Our benchmark performance

pruna benchmarked several models to showcase the performance gains of the optimized versions.

Client Models

Note

The benchmark results below reflect performance at the time of testing and may not represent our current capabilities. For the latest inference speeds, see the public endpoints provided or reach out for a dedicated benchmark.
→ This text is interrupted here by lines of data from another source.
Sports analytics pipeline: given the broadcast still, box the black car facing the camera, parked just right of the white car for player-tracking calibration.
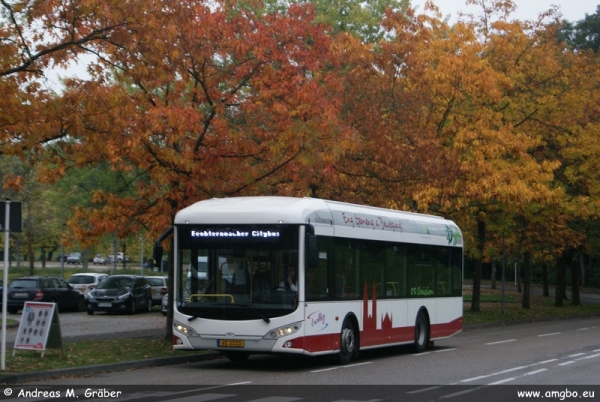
[86,275,152,315]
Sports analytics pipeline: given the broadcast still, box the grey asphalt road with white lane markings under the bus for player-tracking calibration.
[8,318,600,402]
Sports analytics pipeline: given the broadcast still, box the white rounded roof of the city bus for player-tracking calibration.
[175,196,463,246]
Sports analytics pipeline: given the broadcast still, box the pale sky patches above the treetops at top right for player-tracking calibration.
[411,0,600,22]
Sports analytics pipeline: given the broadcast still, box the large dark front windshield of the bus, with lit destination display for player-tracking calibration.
[175,225,299,322]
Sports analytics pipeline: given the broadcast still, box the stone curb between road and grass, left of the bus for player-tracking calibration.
[0,351,221,384]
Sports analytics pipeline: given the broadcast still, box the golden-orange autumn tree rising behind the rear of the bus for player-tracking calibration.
[328,1,590,311]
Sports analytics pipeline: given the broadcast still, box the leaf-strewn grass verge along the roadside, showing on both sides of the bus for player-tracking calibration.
[6,282,600,373]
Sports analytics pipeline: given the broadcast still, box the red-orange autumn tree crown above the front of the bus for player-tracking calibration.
[43,1,337,242]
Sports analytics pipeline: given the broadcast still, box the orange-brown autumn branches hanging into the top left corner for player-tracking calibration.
[0,0,143,155]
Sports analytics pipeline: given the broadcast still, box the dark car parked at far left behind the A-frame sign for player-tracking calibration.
[5,276,85,314]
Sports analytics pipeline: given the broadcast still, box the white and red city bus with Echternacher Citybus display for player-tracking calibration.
[173,197,463,363]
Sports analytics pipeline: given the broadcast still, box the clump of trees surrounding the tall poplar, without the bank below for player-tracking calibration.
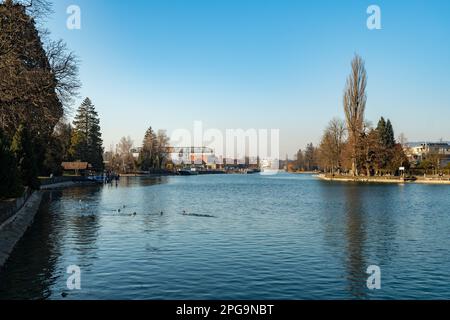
[294,55,410,176]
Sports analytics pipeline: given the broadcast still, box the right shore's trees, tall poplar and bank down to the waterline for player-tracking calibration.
[286,54,450,184]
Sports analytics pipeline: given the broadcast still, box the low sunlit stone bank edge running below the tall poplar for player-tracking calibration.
[316,174,450,185]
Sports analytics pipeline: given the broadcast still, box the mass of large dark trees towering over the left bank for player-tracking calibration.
[0,0,81,198]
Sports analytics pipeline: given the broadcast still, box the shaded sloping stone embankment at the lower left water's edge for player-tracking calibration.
[0,191,42,270]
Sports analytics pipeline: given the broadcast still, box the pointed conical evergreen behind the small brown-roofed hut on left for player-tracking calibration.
[70,98,103,170]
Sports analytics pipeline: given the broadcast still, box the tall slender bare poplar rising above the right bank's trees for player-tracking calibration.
[344,55,367,175]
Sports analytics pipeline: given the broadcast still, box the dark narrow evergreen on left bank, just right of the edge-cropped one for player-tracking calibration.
[11,124,39,189]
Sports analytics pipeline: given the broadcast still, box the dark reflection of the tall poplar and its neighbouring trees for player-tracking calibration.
[321,183,400,299]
Public models may appear under their original providers, as Pruna delivers optimization seamlessly as a white-label solution.

Wan 2.2 Image

Pruna made Wan 2.2 Image 2.4x faster than SeedDream and 1.8x faster than Flux-1.1 Pro on a single H100 GPU.

Last updated: August 2025

https://www.pruna.ai/blog/wan-22-image-juiced-image-generation

Wan 2.2 Video

Pruna made Wan 2.2 run up to 10x faster than the base model on a single H100 GPU.

Last updated: July 2025

https://www.pruna.ai/blog/wan-2-2-video-juiced-fastest-and-cheapest-video-generation

Wan 2.1 Image

Pruna AI made Wan 2.1 Image 3.6x faster than Seedream and 1.41x faster than Flux-1.1 Pro on a single H100 GPU.

Last updated: July 2025

https://www.pruna.ai/blog/wan-image-juiced-image-generation

Flux-Kontext

Pruna made Flux-Kontext run up to 4.9x faster than the base model on H100 GPU.

Last updated: June 2025

https://www.pruna.ai/blog/flux-kontext-juiced-state-of-the-art-image-editing-x5-faster

BRIA3.2

Pruna made BRIA3.2 run up to 3.6x faster than the base model on L40S GPU.

Last updated: June 2025

https://www.pruna.ai/blog/4x-faster-bria32

Llama 3.1-8B-Instruct

Pruna made Llama 3.1-8B-Instruct run up to 1.9x faster than vLLM alone on L40S GPU.

Last updated: June 2025

https://www.pruna.ai/blog/llama-juiced

Flux.1-Dev

Pruna made Flux-Dev run up to 2.8x faster than Together AI, Fireworks AI, and fal’s APIs on H100 GPUs.

Last updated: April 2025

https://www.pruna.ai/blog/flux-juiced-the-fastest-image-generation-endpoint

SmolLM2-135M-Instruct

Pruna made SmolLM2-135M-Instruct run up to 2x faster/7x smaller than the base model on CPU.

Last updated: January 2025

https://www.pruna.ai/blog/smollm2-smaller-faster

Flux-Schnell

Pruna made Flux-Schnell run up to 3x faster than the compiled base model on GPU.

Last updated: November 2024

https://www.pruna.ai/blog/each-ai-makes-flux-schnell-3x-faster-3x-cheaper

InferBench

The InferBench leaderboard compares the performance of different inference providers and their endpoints. We evaluate various providers to understand the real-world performance differences when using the same model through different services.

These inference providers offer implementations but they don’t always communicate about the optimization methods used in the background. Most endpoints have different response times and performance measures, making it crucial to benchmark based on your specific use case and requirements.